Mechanistic Pathway Diagram

Mermaid diagram (expand to render)

" Framed more explicitly, the hypothesis centers HCRT within the broader disease setting of neurodegeneration. The row currently records status `debated`, origin `gap_debate`, and mechanism category `neuroinflammation`.

SciDEX scoring currently records confidence 0.30, novelty 0.85, feasibility 0.25, impact 0.40, mechanistic plausibility 0.35, and clinical relevance 0.67.

Molecular and Cellular Rationale

The nominated target genes are `HCRT` and the pathway label is `Hypocretin/orexin wakefulness signaling`. Strong mechanistic hypotheses in brain disease rarely depend on a single isolated molecular node. Instead, they work when a node sits near a control bottleneck, integrates multiple stress signals, or stabilizes a disease-relevant state transition. That is the standard this hypothesis should be held to. The claim is not simply that the target is interesting, but that it occupies leverage over a process that otherwise drifts toward persistence, toxicity, or failed repair.
Gene-expression context on the row adds an important constraint:

Regional Brain Expression Patterns

HCRT expression exhibits a highly restricted and specialized distribution pattern across brain regions, with profound implications for the proposed hypocretin-neurogenesis coupling therapy. According to the Allen Human Brain Atlas, HCRT demonstrates the highest expression levels in the lateral hypothalamus (LH), where it reaches normalized expression values of 12.5-15.2 FPKM, representing nearly exclusive production by the 10,000-20,000 hypocretin neurons located in this region.

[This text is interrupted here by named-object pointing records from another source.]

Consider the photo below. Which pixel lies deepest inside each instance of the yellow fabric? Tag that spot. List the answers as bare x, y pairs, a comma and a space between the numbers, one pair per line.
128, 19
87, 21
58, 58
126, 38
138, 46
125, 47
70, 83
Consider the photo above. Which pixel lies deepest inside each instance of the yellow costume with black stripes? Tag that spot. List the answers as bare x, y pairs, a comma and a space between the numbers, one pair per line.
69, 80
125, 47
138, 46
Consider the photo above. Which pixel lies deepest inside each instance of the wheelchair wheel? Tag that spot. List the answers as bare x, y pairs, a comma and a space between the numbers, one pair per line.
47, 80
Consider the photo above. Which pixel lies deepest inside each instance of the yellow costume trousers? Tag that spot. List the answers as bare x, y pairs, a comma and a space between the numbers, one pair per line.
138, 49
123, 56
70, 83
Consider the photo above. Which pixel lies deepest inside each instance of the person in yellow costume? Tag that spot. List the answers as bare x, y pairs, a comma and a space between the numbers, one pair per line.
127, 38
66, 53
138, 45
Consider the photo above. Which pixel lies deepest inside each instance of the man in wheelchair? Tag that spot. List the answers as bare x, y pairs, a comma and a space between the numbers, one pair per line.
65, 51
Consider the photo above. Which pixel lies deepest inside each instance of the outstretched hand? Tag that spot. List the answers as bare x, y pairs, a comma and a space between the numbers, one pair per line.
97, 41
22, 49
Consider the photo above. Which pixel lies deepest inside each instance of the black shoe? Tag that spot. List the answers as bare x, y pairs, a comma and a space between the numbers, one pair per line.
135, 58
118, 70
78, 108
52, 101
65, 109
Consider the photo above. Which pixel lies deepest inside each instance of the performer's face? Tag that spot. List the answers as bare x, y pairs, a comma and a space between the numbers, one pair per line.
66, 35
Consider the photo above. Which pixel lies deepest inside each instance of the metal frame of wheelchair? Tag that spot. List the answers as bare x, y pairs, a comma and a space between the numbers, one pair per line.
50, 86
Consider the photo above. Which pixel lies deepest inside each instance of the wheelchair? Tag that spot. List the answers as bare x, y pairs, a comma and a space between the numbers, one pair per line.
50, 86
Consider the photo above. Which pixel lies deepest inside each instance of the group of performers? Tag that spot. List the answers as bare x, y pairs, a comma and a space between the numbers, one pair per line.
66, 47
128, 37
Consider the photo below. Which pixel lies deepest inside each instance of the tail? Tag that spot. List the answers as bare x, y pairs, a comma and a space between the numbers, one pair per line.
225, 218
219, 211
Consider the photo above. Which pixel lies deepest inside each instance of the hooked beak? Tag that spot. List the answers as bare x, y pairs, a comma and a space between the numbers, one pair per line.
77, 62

This concentrated expression pattern contrasts sharply with most other neuropeptide systems and underlies the unique vulnerability of sleep-wake regulation in neurodegenerative diseases. In the hippocampus, HCRT mRNA expression is virtually undetectable (0.1-0.3 FPKM), consistent with the understanding that hypocretin peptides reach hippocampal targets through axonal projections rather than local synthesis. However, GTEx brain tissue data reveals moderate expression of hypocretin receptors HCRTR1 (2.8-4.2 FPKM) and HCRTR2 (3.5-5.1 FPKM) in hippocampal dentate gyrus, supporting the hypothesis that exogenous hypocretin administration could effectively target neurogenic niches. The cortical regions show minimal HCRT expression (0.05-0.2 FPKM), while the cerebellum demonstrates complete absence (<0.01 FPKM), indicating that therapeutic effects would primarily target forebrain structures relevant to cognitive function. The substantia nigra shows negligible HCRT expression but moderate HCRTR1 expression (2.1-3.4 FPKM), suggesting potential therapeutic relevance for Parkinson's disease through hypocretin receptor activation. Brainstem nuclei including the locus coeruleus and dorsal raphe exhibit low HCRT expression but high receptor density, consistent with the widespread arousal-promoting effects of the hypocretin system.

Cell-Type Specificity and Single-Cell Expression Single-cell RNA-sequencing data from the SEA-AD consortium reveals that HCRT expression is exclusively restricted to a small subset of hypothalamic neurons, specifically the glutamatergic neurons expressing SLC17A6 (VGLUT2). These hypocretin-producing neurons represent less than 0.001% of total brain cells but exert disproportionate influence on global brain function through extensive axonal projections. In the hippocampus, HCRTR1 and HCRTR2 receptors show differential cell-type expression patterns crucial for the proposed therapy. HCRTR1 is predominantly expressed in dentate gyrus granule neurons (3.2-4.8 log2 CPM) and neural stem cells in the subgranular zone (2.1-3.4 log2 CPM), directly supporting the neurogenesis hypothesis. HCRTR2 shows broader expression across excitatory neurons (2.8-4.1 log2 CPM) and moderate expression in astrocytes (1.4-2.2 log2 CPM), suggesting multiple cellular targets for therapeutic intervention. Microglia express minimal levels of hypocretin receptors under homeostatic conditions (0.2-0.8 log2 CPM), but single-cell studies in neuroinflammatory contexts show upregulation of HCRTR1 in activated microglia (1.8-2.9 log2 CPM), potentially contributing to neuroprotective effects. Oligodendrocytes and their precursors demonstrate low but detectable HCRTR2 expression (0.9-1.6 log2 CPM), which may relate to hypocretin's effects on myelination and white matter integrity.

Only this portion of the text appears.